PART 13

95 11 0
                                    

Malam hari ini adalah malam di mana UAS laboratorium komputer kelas Yuki dilaksanakan. Seperti biasa, para mahasiswa hadir semuanya untuk bisa mengikuti ujian. Ujian tersebut berlangsung tertib dan lancar, termasuk Stefan yang juga lancar saat mengerjakan ujiannya.
Selesai ujian, seperti biasa, Yuki langsung saja membereskan peralatan dan perlengkapan mengajar serta berkas-berkas ujian barusan baik dalam bentuk kertas maupun data di komputer. Dengan cekatan dan telaten, Yuki melakukan semuanya itu. Setelah beres, Yuki segera melangkah keluar kelas untuk mengunci pintu ruangan lalu ke ruangan asisten dosen untuk mengumpulkan tas yang berisi kunci ruangan dan yang lainnya.

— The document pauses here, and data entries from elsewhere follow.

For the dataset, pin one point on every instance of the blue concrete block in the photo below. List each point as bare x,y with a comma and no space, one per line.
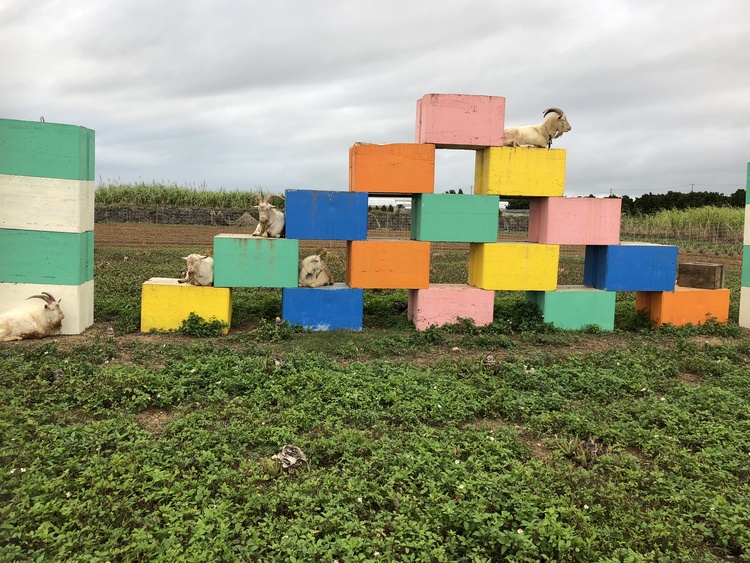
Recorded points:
326,215
631,267
332,307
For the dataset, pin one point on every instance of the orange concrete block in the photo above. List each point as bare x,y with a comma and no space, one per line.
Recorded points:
388,264
684,305
403,168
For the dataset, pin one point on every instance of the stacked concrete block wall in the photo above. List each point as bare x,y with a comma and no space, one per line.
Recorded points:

"Gio!" seru Yuki terkejut saat sebuah tangan menariknya dengan kasar, tangan Gio. Yuki berusaha melepaskan tangannya dari pegangan Gio tapi tak berhasil, pegangannya terlalu kuat bagi Yuki.
"Gio, lepasinnn!!" seru Yuki tak tahan karena Gio belum melepaskannya.
"Gue teriak nih." seru Yuki lagi mengancam karena Gio tak mengindahkannya. Gio tetap memasang wajah seriusnya sambil terus menarik Yuki pergi. Yuki akhirnya menyadari kalau Gio membawanya ke daerah sekretariat UKM. Daerah yang terdiri dari ruangan-ruangan tertutup sekretariat UKM, daerah terpencil dimana hanya ada sebuah jalanan kecil di depan ruangan yang nantinya terhubung dengan area kampus.
"Lo ngapain sih?" tanya Yuki sangat marah, ia tidak bisa lagi mengendalikan emosinya di depan pria ini.
Gio mendorong tubuh Yuki ke tembok, tangan kanannya masih tetap kuat memegang pergelangan tangan kiri Yuki.
"Lo ngapain bawa gue ke sini?" tanya Yuki mencoba tidak takut walau Gio memojokkannya ke tembok ditambah daerah situ sudah sangat sepi, terlihat dari tidak adanya alas kaki di depan ruangan serta gelapnya ruangan.
"Lo jadiankan sama Stefan?" seru Gio menatap Yuki penuh kemarahan.
Yuki tertegun, "iya, kenapa emangnya?" tanya Yuki menatap balik Gio dengan menantang.
Gio tersenyum sinis, ia mendekatkan wajahnya ke wajah Yuki sehingga jarak wajah mereka tersisa sekitar 7 centimeter saja.
Yuki segera menjauhkan wajahnya, namun tak berefek banyak karena kini wajahnya sudah menempel pada tembok.
"Lo milih dia dibanding gue?" tanya Gio menatap Yuki setajam mungkin.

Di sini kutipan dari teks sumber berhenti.